Miraash Imthiyaz

Personal information
- Full name: Mohamed Miraash Imthiyaz
- Date of birth: 11 October 1999 (age 26)
- Place of birth: Maldives
- Height: 1.75 m (5 ft 9 in)
- Position: Winger

Team information
- Current team: CD Montcada

Youth career
- Early Touch Football Academy
- UE Cornellà

Senior career*
- Years: Team / Apps / (Gls)
- 2018–2020: CF Mollet UE / 24 / (2)
- 2020–2021: CF Parets / 16 / (2)
- 2021–2023: UE Rubí / 46 / (6)
- 2023–2025: Unificación Llefià CF
- 2025–: CD Montcada / 12 / (0)

International career^{‡}
- 2022: Maldives / 1 / (0)

= Miraash Imthiyaz =

Maldivian footballer (born 1999)

Mohamed Miraash Imthiyaz (މިރާޝް; born 11 October 1999) is a Maldivian professional footballer who plays as a winger for CD Montcada.

==Early life==
Imthiyaz was born on 11 October 1999 in the Maldives.
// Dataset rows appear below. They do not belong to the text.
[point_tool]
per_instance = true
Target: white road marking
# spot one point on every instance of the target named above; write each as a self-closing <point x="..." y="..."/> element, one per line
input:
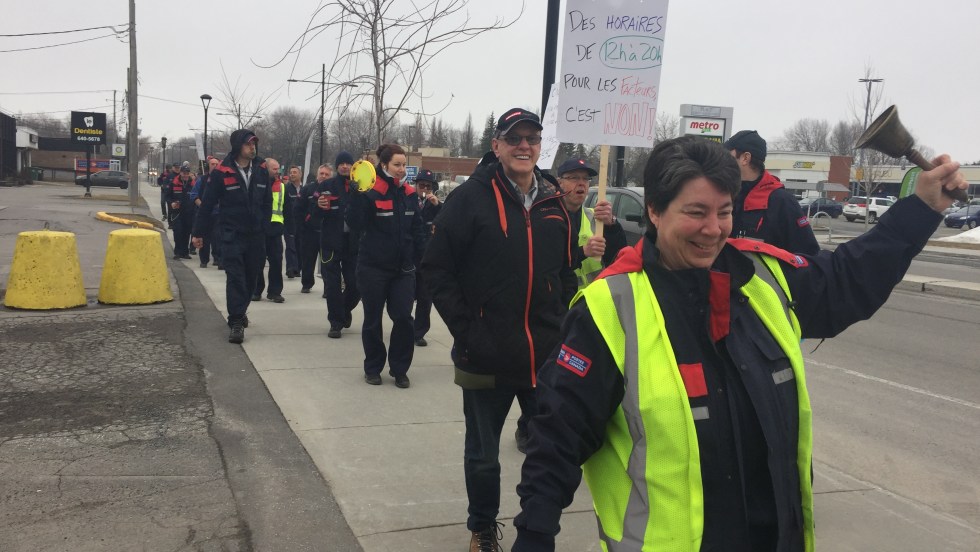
<point x="910" y="388"/>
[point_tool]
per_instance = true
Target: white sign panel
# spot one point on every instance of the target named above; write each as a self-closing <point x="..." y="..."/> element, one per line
<point x="549" y="136"/>
<point x="610" y="71"/>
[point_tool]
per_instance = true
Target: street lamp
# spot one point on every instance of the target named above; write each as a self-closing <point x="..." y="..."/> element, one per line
<point x="206" y="101"/>
<point x="323" y="99"/>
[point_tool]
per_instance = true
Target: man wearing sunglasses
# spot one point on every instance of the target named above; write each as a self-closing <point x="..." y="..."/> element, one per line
<point x="499" y="266"/>
<point x="593" y="252"/>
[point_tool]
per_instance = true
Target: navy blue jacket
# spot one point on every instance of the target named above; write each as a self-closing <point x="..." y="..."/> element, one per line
<point x="748" y="443"/>
<point x="244" y="210"/>
<point x="387" y="224"/>
<point x="501" y="276"/>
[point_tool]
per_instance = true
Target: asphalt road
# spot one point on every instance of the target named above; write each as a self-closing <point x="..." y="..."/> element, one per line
<point x="896" y="403"/>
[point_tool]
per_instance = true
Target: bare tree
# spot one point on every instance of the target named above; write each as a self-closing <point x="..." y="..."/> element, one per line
<point x="285" y="134"/>
<point x="353" y="131"/>
<point x="467" y="138"/>
<point x="240" y="108"/>
<point x="806" y="135"/>
<point x="45" y="125"/>
<point x="844" y="137"/>
<point x="387" y="46"/>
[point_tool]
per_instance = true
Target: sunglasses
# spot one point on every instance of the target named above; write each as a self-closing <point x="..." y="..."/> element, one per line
<point x="514" y="140"/>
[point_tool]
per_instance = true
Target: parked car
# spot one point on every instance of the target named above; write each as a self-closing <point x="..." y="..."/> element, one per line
<point x="627" y="207"/>
<point x="968" y="216"/>
<point x="857" y="207"/>
<point x="113" y="179"/>
<point x="814" y="205"/>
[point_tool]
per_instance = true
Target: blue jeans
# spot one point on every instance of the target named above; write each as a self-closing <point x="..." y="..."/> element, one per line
<point x="485" y="411"/>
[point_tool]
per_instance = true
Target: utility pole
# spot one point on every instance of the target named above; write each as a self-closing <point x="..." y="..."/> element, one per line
<point x="323" y="104"/>
<point x="133" y="124"/>
<point x="864" y="168"/>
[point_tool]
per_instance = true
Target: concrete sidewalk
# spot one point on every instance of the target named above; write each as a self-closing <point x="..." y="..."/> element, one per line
<point x="393" y="457"/>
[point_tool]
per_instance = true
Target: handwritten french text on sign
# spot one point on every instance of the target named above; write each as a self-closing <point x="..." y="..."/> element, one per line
<point x="610" y="71"/>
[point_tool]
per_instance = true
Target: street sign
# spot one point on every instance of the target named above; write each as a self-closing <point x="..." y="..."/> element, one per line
<point x="411" y="172"/>
<point x="88" y="128"/>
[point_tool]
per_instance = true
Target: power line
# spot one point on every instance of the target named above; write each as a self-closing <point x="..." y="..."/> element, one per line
<point x="113" y="27"/>
<point x="63" y="110"/>
<point x="53" y="92"/>
<point x="56" y="45"/>
<point x="171" y="101"/>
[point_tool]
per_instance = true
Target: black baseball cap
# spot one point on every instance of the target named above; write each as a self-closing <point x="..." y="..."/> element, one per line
<point x="576" y="164"/>
<point x="517" y="115"/>
<point x="750" y="141"/>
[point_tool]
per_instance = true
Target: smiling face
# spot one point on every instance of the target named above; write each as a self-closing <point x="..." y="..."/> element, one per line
<point x="693" y="228"/>
<point x="519" y="160"/>
<point x="576" y="185"/>
<point x="397" y="166"/>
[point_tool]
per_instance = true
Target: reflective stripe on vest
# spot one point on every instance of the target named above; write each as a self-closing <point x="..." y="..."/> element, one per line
<point x="278" y="200"/>
<point x="591" y="267"/>
<point x="648" y="493"/>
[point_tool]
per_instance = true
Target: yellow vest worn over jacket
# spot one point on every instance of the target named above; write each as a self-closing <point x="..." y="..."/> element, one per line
<point x="591" y="266"/>
<point x="278" y="202"/>
<point x="645" y="480"/>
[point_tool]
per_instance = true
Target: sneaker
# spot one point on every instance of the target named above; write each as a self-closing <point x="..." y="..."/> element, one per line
<point x="487" y="539"/>
<point x="237" y="334"/>
<point x="521" y="438"/>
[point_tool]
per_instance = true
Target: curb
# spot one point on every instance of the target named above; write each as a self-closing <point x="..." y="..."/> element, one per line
<point x="103" y="216"/>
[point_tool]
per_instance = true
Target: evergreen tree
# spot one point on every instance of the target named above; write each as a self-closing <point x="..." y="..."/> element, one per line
<point x="488" y="129"/>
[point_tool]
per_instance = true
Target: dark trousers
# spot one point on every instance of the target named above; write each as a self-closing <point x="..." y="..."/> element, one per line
<point x="309" y="252"/>
<point x="485" y="411"/>
<point x="212" y="245"/>
<point x="242" y="256"/>
<point x="396" y="289"/>
<point x="273" y="254"/>
<point x="423" y="307"/>
<point x="182" y="232"/>
<point x="340" y="278"/>
<point x="292" y="256"/>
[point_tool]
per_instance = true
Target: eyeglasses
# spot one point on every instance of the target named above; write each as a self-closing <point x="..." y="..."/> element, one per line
<point x="515" y="140"/>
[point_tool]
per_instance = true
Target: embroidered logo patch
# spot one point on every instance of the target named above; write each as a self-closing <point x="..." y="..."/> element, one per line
<point x="576" y="362"/>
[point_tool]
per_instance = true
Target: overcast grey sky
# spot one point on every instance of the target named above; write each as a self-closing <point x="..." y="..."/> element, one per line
<point x="773" y="61"/>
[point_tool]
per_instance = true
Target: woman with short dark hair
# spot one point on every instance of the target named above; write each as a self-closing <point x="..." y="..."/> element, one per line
<point x="389" y="223"/>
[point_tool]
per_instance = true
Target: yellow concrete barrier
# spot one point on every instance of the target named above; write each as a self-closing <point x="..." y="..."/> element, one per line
<point x="135" y="271"/>
<point x="45" y="272"/>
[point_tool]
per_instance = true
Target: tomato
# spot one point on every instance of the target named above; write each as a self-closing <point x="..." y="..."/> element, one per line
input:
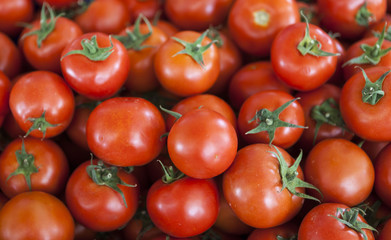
<point x="10" y="57"/>
<point x="252" y="78"/>
<point x="32" y="164"/>
<point x="253" y="24"/>
<point x="183" y="208"/>
<point x="95" y="65"/>
<point x="350" y="18"/>
<point x="303" y="56"/>
<point x="271" y="116"/>
<point x="372" y="107"/>
<point x="13" y="12"/>
<point x="253" y="186"/>
<point x="341" y="170"/>
<point x="36" y="215"/>
<point x="197" y="16"/>
<point x="185" y="68"/>
<point x="42" y="104"/>
<point x="105" y="16"/>
<point x="125" y="131"/>
<point x="43" y="42"/>
<point x="202" y="143"/>
<point x="114" y="192"/>
<point x="322" y="223"/>
<point x="142" y="40"/>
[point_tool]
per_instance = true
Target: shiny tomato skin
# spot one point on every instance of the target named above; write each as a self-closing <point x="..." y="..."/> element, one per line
<point x="319" y="224"/>
<point x="96" y="79"/>
<point x="36" y="215"/>
<point x="125" y="131"/>
<point x="372" y="123"/>
<point x="181" y="74"/>
<point x="39" y="91"/>
<point x="47" y="56"/>
<point x="184" y="208"/>
<point x="49" y="158"/>
<point x="302" y="72"/>
<point x="253" y="182"/>
<point x="256" y="38"/>
<point x="107" y="211"/>
<point x="198" y="137"/>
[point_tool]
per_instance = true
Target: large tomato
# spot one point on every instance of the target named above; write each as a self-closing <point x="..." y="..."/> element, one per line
<point x="36" y="215"/>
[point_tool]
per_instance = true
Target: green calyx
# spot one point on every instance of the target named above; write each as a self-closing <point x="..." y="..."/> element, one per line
<point x="371" y="54"/>
<point x="92" y="51"/>
<point x="46" y="26"/>
<point x="311" y="46"/>
<point x="364" y="16"/>
<point x="269" y="121"/>
<point x="327" y="113"/>
<point x="373" y="91"/>
<point x="107" y="176"/>
<point x="349" y="218"/>
<point x="134" y="40"/>
<point x="195" y="50"/>
<point x="39" y="124"/>
<point x="26" y="165"/>
<point x="289" y="178"/>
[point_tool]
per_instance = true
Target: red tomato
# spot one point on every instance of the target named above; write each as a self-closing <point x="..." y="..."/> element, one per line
<point x="183" y="208"/>
<point x="202" y="143"/>
<point x="33" y="164"/>
<point x="125" y="131"/>
<point x="253" y="24"/>
<point x="114" y="193"/>
<point x="265" y="118"/>
<point x="42" y="104"/>
<point x="182" y="74"/>
<point x="36" y="215"/>
<point x="199" y="15"/>
<point x="372" y="108"/>
<point x="321" y="224"/>
<point x="101" y="70"/>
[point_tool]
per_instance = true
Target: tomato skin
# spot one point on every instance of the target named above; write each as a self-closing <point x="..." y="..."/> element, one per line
<point x="39" y="91"/>
<point x="256" y="39"/>
<point x="107" y="211"/>
<point x="36" y="215"/>
<point x="47" y="56"/>
<point x="181" y="74"/>
<point x="302" y="72"/>
<point x="319" y="224"/>
<point x="250" y="195"/>
<point x="284" y="137"/>
<point x="372" y="124"/>
<point x="171" y="206"/>
<point x="49" y="158"/>
<point x="96" y="79"/>
<point x="125" y="131"/>
<point x="341" y="170"/>
<point x="199" y="136"/>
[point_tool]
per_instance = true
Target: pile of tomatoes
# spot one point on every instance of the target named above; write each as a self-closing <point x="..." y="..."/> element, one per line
<point x="205" y="119"/>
Born to a pilot father, he is the older brother of Maldivian footballer Ibrahim Aayan Imthiyaz. A native of Malé, Maldives, he has been nicknamed "Ash".

==Club career==
As a youth player, Imthitaz joined the youth academy of Maldivian side Early Touch Football Academy. Following his stint there, he joined the youth academy of Spanish side UE Cornellà. During the summer of 2018, he signed for Spanish side CF Mollet UE, where he made twenty-four league appearances and scored two goals and helped the club achieve promotion from the sixth tier to the fifth tier.

Two years later, he signed for Spanish side CF Parets, where he made sixteen league appearances and scored two goals. One year later, he signed for Spanish side UE Rubí, where he made forty-six league appearances and scored six goals. Subsequently, he signed for Spanish side Unificación Llefià CF in 2023. Ahead of the 2025–26 season, he signed for Spanish side CD Montcada.

==International career==
Imthiyaz is a Maldives international. On 17 December 2022, he debuted for the Maldives during a 1–3 away friendly loss to Singapore.